Home

GATE Village Performance

No replies
Dave Kinchlea's picture
Dave Kinchlea
Offline
Joined: 2009-04-22

Next to security, Performance is arguably the least understood characteristic of web applications. One old colleague put it best when he talked about there being really only two states: satisfactory and not-satisfactory ... there is really no middle ground there, things are either fast enough or they are not. Unfortunately, it is also nearly impossible to know ahead of time exactly what "fast enough" is ... with "Google-speed" setting the bar for public web sites and CMS systems using authenticated almost exclusively, there is a serious performance problem waiting in the wings at all time. This was true for Livelink and no less true for Drupal.

Content Management Solutions are usually dynamic in nature, they provide a new page every time a page is visited. This is typically because the visited page will likely be viewed differently for different users. CMS almost always implies security .. that there is content within the system that should not be accessible to some users. With a CMS system like Livelink that uses object-level Access Control (where every single object has it's own modifiable ACL) this is a particular burden because end-users didn't understand (nor care) about the model and so would do things that make sense to a security model that is tuned to containers (file folders, mail boxes etc) and then wonder why their fancy million-dollar ECM software sucked mud when, for instance, they put 1000 files in a folder.

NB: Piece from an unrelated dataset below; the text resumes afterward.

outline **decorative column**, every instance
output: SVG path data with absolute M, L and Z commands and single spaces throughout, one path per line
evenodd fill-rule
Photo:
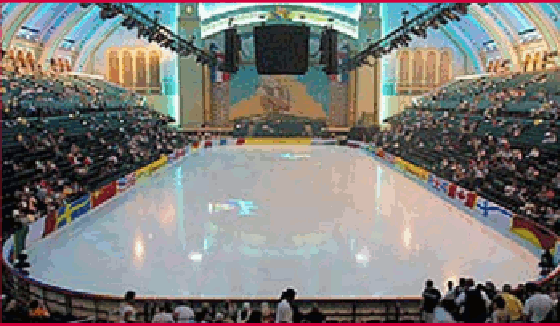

With it's notion of Roles built in, Drupal provides the ability to secure access without too badly affecting performance. Add to that the content-centric (node) point of view and it was fairly clear that Drupal will scale to large volumes of content without much concern to transactional performance --- for most transactions at least.

Volume Scaling

There are two volumes to be concerned with: 1) People, 2) Content. With a stable site (one that doesn't see functional or semantic changes), growth of both users and content really amount to scaling of the database. The good part of a relational database is that when there are enough physical resources available, size of a table has little or no bearing on the cost of accessing a record provided an indexed key is known. This is, of course, not true for all DB calls especially those designed to find a key (searching) -- and this is one of the key problems of Drupal; it is built by a very large group of independent developers of varying experience. There are, without any doubt at all, a large percentage of modules that are using search and other DB algorithms that are only functional at relatively low volume. A 2N search algorithm is always inefficient but not even a noticeable problem until N gets large at which point a Log(n) algorithm is the obvious choice ... my point is that it is NOT obvious until the problem surfaces. (and just to be crystal clear, here, searching using an inefficient algorithm is only possible problem; I do not know what the problems will be but my 25 years of experience tells me there will be issues!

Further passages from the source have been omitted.